The world watched as the Gabriel of the evening trumpeted, “And the Oscar goes to Lupita Nyong’o.”

Lupita’s win for her portrayal of Patsey in the Steve McQueen-directed “12 Years a Slave” is undoubtedly cause for collective celebration; but is it wise for us to attend this party without first reading the invitation?

When examining the picture that has been painted for us, we have to get close to see the distortions in every stroke. Simply put, the moment was indeed beautiful, but the ugly truth is, our wins are still rare.

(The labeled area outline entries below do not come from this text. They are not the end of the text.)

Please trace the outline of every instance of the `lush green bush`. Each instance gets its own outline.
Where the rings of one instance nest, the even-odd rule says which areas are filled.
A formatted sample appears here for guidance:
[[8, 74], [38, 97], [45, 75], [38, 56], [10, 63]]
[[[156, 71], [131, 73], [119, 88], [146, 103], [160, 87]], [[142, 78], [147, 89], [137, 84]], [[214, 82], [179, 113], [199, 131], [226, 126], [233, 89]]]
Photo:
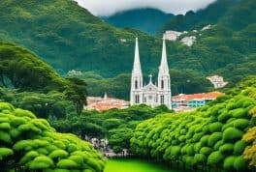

Television entertainer Ellen DeGeneres hosted this year’s ceremony, punctuating the evening with humor. DeGeneres joked that the night could end one of two ways, “Possibility No. 1: “12 Years a Slave” wins best picture; possibility No. 2: You’re all racists.”

Her quip is heavy with uncomfortable truths.

Lupita is one of only six women of color to win in the supporting role category since the inaugural ceremony of the Academy of Motion Picture Arts and Sciences in 1929, and one of only 14 people of color to earn an Oscar. She is the first person who identifies as African to be nominated and win the prestigious award.

Why is that?

Iconic filmmaker Spike Lee suggested in a BET interview last year, that Blacks are given a standing invitation to a party that we are not always welcome to attend.

“One year, it’s, ‘We’ve arrived! But then, a nine-year drought,” he said.

Our presence at the Oscars has been ambiguous since actress Hattie McDaniel sat in the colored section of the segregated ceremony in 1940 to receive the statue for her role as Mammy in the classic film, Gone With the Wind.

While we are now able to sit amongst our pale-skinned peers at the ceremony, and are even represented by the president of the Academy, Cheryl Boone Isaacs, the first Black woman to hold the position, the demographics of the Academy are not diverse. The numbers mirror nearly every major institution or decision-making entity in our society; 93 percent white, 76 percent male, and an average age of 63.

These men seek our attention for their recognition of films like “Precious,” “The Help” and “12 Years a Slave,” each extremely important work, but not wholly representative of the Black community.

For those of us who are able to constructively agitate every systematic organism of oppression, we have to ask, “What do these wins really mean in the grand scheme of things?”